Dayot Upamecano (2. Minute), Ademola Lookman (8.), Jean-Kévin Augustin (22./54.), Timo Werner (49.) und Bruma (82.) sicherten am Samstag vor 60.502 Zuschauern im Olympiastadion mit ihren Toren den sechsten Tabellenplatz ab. Sollte Meister FC Bayern am Samstag im DFB-Pokalfinale Eintracht Frankfurt bezwingen, ist für Leipzig auch der direkte Einzug in die Gruppenphase der Europa League perfekt. Durch die Ergebnisse der Konkurrenz erfüllte sich die Mini-Hoffnung auf die Königsklasse aber nicht mehr.

Schon vergangene Saison hatte Leipzig in Berlin das Ticket für die Champions League gefeiert. Für Hertha trafen Vedad Ibisevic (4.) und Salomon Kalou (64.). Damit erfüllte der Hauptstadtclub zwar als Zehnter sein Saisonziel, bot seinen Fans aber wieder mal einen blamablen Auftritt zum Abschluss. Schon vergangene Saison gab es ein 2:6 gegen Bayer Leverkusen. Zuletzt gewann Hertha vor sechs Jahren am 34. Spieltag - und stieg anschließend in der Relegation ab. „Ziel war Top Zehn, das haben wir geschafft“, resümierte Coach Pal Dardai dennoch und sprach von einem guten Fundament.

Bei Leipzig wollte Rangnick schon vor dem Anpfiff ein Verpassen der Königsklasse nicht als Rückschritt bewerten und sprach von einer „außergewöhnlichen Saison“. Spannend bleibt nun die Zukunft von Coach Hasenhüttl. „Es gibt keine Entscheidung zu präsentieren“, sagte Rangnick bei Sky. „Wir werden in aller Ruhe die Saison besprechen.“

Und zumindest sportlich sprach der letzte Auftritt für eine weitere Zusammenarbeit mit dem Trainer. Von Beginn an war Herthas Defensive mit dem Leipziger Hochgeschwindigkeitsfußball überfordert.

Mit dem Sieg holte Leipzig in seinen ersten beiden Bundesliga-Saisons 120 Zähler, dies gelang umgerechnet auf die Drei-Punkte-Regel nur dem FC Bayern München. Zudem ist das Hasenhüttl-Team der erste deutsche Europapokal-Debütant seit Leverkusen 1986/87 und 1987/88, der auch im nächsten Jahr den Sprung in das internationale Geschäft schaffte.

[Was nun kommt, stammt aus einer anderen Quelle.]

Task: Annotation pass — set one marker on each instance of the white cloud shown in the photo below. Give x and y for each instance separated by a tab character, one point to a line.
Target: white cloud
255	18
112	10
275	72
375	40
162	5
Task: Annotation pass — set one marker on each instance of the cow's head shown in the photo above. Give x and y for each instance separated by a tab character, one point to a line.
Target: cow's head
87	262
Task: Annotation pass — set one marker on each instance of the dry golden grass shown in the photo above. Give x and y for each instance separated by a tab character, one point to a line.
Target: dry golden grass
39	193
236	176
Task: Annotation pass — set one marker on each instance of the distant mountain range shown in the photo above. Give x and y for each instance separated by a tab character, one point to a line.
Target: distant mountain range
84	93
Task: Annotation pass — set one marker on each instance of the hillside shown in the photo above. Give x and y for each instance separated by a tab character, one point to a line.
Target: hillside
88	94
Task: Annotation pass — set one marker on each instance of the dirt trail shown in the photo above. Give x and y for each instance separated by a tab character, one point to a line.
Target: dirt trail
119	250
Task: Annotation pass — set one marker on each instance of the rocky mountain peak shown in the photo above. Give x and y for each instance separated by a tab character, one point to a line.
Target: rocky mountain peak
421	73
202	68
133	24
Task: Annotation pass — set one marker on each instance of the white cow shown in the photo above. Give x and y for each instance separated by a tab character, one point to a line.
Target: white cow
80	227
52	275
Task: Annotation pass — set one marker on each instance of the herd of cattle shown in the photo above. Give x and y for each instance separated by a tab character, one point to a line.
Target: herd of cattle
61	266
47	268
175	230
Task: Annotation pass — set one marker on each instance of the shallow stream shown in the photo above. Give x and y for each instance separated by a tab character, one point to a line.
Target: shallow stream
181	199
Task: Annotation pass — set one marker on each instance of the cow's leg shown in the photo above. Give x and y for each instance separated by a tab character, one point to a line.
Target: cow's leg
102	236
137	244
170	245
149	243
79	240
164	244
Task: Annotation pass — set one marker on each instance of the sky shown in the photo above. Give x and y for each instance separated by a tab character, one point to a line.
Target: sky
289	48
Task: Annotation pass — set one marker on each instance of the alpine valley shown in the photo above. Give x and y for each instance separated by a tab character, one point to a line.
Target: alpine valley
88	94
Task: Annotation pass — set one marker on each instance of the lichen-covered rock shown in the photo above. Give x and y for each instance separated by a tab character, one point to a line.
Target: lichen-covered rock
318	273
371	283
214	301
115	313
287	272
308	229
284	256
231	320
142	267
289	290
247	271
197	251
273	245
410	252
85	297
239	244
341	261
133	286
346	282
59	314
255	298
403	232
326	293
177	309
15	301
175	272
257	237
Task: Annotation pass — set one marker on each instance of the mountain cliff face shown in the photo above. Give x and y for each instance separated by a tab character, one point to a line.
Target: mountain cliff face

Die Grundlage für den Erfolg legte Upamecano, der sich im Anschluss an eine Ecke des agilen Kevin Kampl nach nur 75 Sekunden im Kopfballduell mit Mathew Leckie durchsetzte. Nur 130 Sekunden später sorgte Ibisevic mit seinem sechsten Saisontreffer für den Ausgleich, doch Leipzig ließ sich von diesem Rückschlag nicht beirren. Nach sehenswerter Hackenablage von Werner erwischte Lookmann Rune Jarstein mit einem Schuss in die kurze Ecke auf dem falschen Fuß. Und auch beim 1:3 sah der Hertha-Keeper nicht gut aus. Das Spiel wurde zum Leipziger Schaulaufen.

Bei Hertha durfte Julian Schieber sich für eine halbe Stunde in seinem letzten Einsatz noch einmal präsentieren. Im Gegensatz zu Mitchell Weiser, der vor seinem Abgang zu Leverkusen nicht im Kader stand und nach Angaben des Clubs auf eigenen Wunsch nicht im Stadion verabschiedet wurde.